La même année, la situation socio-économique de La Réunion continue de se détériorer, impactant particulièrement les populations les plus vulnérables, notamment les usagers de drogues en situation de précarité. Cette fragilisation s’accompagne de nombreux facteurs aggravants : violences sous diverses formes, pathologies chroniques et invalidantes, ainsi qu’une santé mentale fortement altérée. « L’alcool et le zamal sont les produits les plus majoritairement consommés par les personnes précaires ou marginalisées. Cependant, en 2024, on observe une nette diffusion des consommations de cathinones de synthèse (appelées « B13 » et « Dou ») et de cocaïne basée (« crack ») sur tout le territoire », précise l’OFDT. « Les médicaments consommés hors cadre thérapeutique, notamment l’Artane® et dans une moindre mesure le Rivotril®, sont toujours bien visibles chez les personnes précarisées », ajoute l’organisme.

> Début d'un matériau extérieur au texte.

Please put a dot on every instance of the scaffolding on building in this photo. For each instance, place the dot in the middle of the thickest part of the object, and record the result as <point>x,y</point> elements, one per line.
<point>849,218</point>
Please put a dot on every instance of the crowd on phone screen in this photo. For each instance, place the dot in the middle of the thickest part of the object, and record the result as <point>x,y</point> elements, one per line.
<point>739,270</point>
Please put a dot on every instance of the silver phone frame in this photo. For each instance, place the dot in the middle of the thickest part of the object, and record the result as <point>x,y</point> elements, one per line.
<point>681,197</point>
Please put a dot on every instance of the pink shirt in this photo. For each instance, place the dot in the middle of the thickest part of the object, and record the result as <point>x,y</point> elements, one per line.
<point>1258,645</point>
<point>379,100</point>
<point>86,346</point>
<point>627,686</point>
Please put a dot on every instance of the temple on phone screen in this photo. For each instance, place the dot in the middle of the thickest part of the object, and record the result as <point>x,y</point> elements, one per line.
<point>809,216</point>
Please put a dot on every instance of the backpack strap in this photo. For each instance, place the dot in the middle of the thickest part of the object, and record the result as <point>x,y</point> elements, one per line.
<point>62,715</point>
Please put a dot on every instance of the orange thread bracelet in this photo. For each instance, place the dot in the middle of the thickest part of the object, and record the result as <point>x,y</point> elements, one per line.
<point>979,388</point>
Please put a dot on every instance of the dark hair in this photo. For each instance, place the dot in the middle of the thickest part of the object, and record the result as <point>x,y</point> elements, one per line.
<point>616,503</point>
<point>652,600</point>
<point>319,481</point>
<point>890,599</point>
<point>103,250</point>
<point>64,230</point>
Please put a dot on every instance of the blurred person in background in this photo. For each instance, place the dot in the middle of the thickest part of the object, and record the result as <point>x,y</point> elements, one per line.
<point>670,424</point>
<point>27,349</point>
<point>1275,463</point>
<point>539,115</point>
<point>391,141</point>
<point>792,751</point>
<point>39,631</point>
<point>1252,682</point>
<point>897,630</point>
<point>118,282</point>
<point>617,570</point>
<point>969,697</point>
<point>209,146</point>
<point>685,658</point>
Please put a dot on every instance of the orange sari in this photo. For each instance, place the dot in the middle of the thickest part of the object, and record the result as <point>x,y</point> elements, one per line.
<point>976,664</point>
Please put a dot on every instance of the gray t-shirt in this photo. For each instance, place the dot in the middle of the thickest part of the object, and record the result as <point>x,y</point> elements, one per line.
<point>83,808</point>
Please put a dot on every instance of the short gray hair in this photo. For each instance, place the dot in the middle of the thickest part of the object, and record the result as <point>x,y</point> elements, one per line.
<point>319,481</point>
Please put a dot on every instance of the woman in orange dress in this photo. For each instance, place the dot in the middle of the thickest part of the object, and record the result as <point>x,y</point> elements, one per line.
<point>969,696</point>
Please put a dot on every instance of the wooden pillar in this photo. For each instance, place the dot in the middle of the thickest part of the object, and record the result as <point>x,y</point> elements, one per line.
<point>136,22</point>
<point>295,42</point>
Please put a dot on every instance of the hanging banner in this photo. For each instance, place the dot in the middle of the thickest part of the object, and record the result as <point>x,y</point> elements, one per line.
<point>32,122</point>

Dans ce contexte, la vente de petites quantités de substances psychoactives s’adapte aux contraintes économiques des consommateurs, en proposant des produits à prix relativement accessibles et aux effets rapides et puissants. Cette évolution des usages soulève de vives inquiétudes chez les professionnels du secteur de la santé, souvent démunis face à ces nouvelles pratiques et à leurs répercussions sanitaires et sociales. Par exemple, « tous les usagers de B13, Dou et/ou cocaïne basée rencontrés déclarent s’isoler de plus en plus de leur entourage familial et amical. Certains ont perdu leur emploi, ne pouvant plus assumer les contraintes et se sentant incapables de réaliser leurs activités professionnelles », alerte le rapport.